Pope to Brazilian Bishops: Be 'Ecclesial Souls', Resist 'Internal Secularization'
(05 Dec 09 - RV) “The fundamental purpose of Christian education is to promote unity
of faith, culture and life”. In his message to the 4th group of Brazilian
bishops to travel to Rome this year on Ad Limina Visit, Pope Benedict focused on
education and educators at the service of Brazilian society.
With reference
to the culture, he praised the regions Catholic Schools and University’s describing
them as two classic places where society is formed and informed in Christian humanism
However
added the Pope state schools, may be aided in their educational task by the presence
of teachers who are believers - primarily but not exclusively the Catholic religion
teachers. Indeed, he said, a healthy secularism of the school does not imply the denial
of transcendence, or a mere neutrality with respect to those requirements and moral
values that are the foundation of true education of the person, including religious
education.
In turn Pope Benedict pointed out that Catholic schools can not
live separated from other educational institutions. They at the service of society
can not be reserved only for Catholics. Instead they must be open to all who want
to enjoy a qualified educational program.

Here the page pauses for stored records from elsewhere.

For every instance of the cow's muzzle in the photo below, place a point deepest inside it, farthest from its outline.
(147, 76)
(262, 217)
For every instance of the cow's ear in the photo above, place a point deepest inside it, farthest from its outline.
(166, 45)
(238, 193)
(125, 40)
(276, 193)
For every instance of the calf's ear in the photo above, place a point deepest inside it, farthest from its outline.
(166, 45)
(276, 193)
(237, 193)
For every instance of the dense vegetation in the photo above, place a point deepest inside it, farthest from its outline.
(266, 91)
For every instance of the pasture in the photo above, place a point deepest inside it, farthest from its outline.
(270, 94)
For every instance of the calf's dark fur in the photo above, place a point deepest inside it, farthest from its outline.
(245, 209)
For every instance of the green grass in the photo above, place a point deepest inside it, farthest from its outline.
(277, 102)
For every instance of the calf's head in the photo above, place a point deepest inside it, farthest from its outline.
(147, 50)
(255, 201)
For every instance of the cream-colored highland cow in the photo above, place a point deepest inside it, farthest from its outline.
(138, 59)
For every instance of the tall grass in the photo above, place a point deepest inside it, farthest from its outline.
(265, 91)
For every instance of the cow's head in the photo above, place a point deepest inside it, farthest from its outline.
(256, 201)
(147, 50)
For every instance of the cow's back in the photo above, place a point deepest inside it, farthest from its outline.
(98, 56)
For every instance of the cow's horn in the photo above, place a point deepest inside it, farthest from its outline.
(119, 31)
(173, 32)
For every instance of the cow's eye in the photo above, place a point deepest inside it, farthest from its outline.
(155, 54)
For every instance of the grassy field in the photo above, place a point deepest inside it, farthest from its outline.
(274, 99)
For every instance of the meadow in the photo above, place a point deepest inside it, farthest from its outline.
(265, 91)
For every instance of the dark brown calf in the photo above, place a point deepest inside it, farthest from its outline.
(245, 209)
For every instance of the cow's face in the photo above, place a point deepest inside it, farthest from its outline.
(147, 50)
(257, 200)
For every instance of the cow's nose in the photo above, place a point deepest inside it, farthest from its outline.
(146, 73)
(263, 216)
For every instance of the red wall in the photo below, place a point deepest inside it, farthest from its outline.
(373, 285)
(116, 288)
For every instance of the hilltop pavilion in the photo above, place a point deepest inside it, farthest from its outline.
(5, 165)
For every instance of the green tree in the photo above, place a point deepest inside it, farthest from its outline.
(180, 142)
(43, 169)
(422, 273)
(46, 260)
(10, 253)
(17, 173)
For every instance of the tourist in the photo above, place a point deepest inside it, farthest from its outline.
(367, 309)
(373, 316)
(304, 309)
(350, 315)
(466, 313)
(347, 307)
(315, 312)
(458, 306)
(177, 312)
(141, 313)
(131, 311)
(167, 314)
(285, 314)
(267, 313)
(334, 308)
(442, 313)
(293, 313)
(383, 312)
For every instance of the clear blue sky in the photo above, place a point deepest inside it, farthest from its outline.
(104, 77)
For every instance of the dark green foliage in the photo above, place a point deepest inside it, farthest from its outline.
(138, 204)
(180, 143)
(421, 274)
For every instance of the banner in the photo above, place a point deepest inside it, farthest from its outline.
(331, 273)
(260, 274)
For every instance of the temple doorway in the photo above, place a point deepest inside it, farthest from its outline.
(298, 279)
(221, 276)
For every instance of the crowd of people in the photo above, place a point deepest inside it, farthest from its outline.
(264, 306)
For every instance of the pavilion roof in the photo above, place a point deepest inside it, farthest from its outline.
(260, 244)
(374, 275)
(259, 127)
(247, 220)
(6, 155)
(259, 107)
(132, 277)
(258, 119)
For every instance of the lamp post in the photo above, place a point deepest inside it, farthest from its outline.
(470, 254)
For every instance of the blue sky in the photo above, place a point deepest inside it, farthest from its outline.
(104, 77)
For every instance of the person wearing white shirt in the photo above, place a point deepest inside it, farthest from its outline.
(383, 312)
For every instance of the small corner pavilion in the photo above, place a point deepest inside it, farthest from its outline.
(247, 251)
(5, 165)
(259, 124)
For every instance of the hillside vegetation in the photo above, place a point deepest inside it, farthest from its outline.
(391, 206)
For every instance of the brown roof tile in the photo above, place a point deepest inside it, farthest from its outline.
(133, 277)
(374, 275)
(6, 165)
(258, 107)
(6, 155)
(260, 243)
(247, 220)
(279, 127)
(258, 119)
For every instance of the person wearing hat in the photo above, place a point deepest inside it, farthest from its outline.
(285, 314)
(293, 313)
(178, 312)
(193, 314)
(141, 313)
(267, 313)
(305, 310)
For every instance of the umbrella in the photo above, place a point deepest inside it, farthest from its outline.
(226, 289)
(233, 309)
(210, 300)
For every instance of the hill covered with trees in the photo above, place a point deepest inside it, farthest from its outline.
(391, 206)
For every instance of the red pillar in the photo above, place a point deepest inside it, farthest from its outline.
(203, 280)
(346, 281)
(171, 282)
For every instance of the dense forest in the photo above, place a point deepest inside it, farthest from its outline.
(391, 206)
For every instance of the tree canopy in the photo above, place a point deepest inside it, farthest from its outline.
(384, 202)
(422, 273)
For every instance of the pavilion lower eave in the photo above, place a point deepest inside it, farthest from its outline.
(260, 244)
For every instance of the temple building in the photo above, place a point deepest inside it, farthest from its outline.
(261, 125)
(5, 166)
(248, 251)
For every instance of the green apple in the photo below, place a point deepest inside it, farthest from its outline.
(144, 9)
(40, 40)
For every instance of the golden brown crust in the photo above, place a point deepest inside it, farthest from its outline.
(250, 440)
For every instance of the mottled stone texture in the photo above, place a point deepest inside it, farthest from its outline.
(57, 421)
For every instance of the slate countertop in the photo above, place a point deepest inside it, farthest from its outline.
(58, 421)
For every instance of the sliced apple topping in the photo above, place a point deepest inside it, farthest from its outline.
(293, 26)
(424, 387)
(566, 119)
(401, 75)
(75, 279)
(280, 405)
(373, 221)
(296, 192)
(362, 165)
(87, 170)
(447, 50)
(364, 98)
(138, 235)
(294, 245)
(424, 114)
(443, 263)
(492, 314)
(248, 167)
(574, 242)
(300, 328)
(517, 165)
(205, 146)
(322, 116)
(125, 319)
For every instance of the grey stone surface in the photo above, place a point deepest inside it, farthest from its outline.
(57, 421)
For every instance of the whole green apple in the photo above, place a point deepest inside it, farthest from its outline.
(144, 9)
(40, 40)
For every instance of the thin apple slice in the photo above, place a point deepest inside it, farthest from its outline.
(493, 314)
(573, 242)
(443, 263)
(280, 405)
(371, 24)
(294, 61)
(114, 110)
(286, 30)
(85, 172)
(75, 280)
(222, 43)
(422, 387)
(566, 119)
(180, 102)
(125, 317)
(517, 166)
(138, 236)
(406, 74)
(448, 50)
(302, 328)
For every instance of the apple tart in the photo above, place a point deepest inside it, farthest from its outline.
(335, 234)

Pope Benedict then spoke of role
of Universities in guiding people to the highest levels of knowledge of truth and
the world in all its aspects. He also recalled the 25th anniversary of
Libertatis nuntius an Instruction issued by the Congregation for the Doctrine
of the Faith on liberation theology, that stressed the danger entailed in an uncritical
adoption by some theologians of opinions and methods drawn from Marxism.
Its
followers, more or less visibly, created rebellion, division, dissension, offences,
anarchy causing great suffering in diocesan communities and serious loss of life.
On Saturday Pope Benedict appealed to all those who somehow were attracted
to, involved in or affected by certain seducing principles of liberation theology,
to remember that "the supreme rule of faith [the Church] (75) derives from the unity
which the Spirit has created between Sacred Tradition, Sacred Scripture and the Magisterium
of the Church in a reciprocity which means that none of the three can survive without
the others" (John Paul II, Encyclical . Fides et Ratio, 55).
Taking his leave
of the bishops Pope Benedict asked the leaders of the Church in the Land of the Holy
Cross to remain "ecclesial souls 'learning to resist that "internal secularization"
that threatens the Church and its teachings.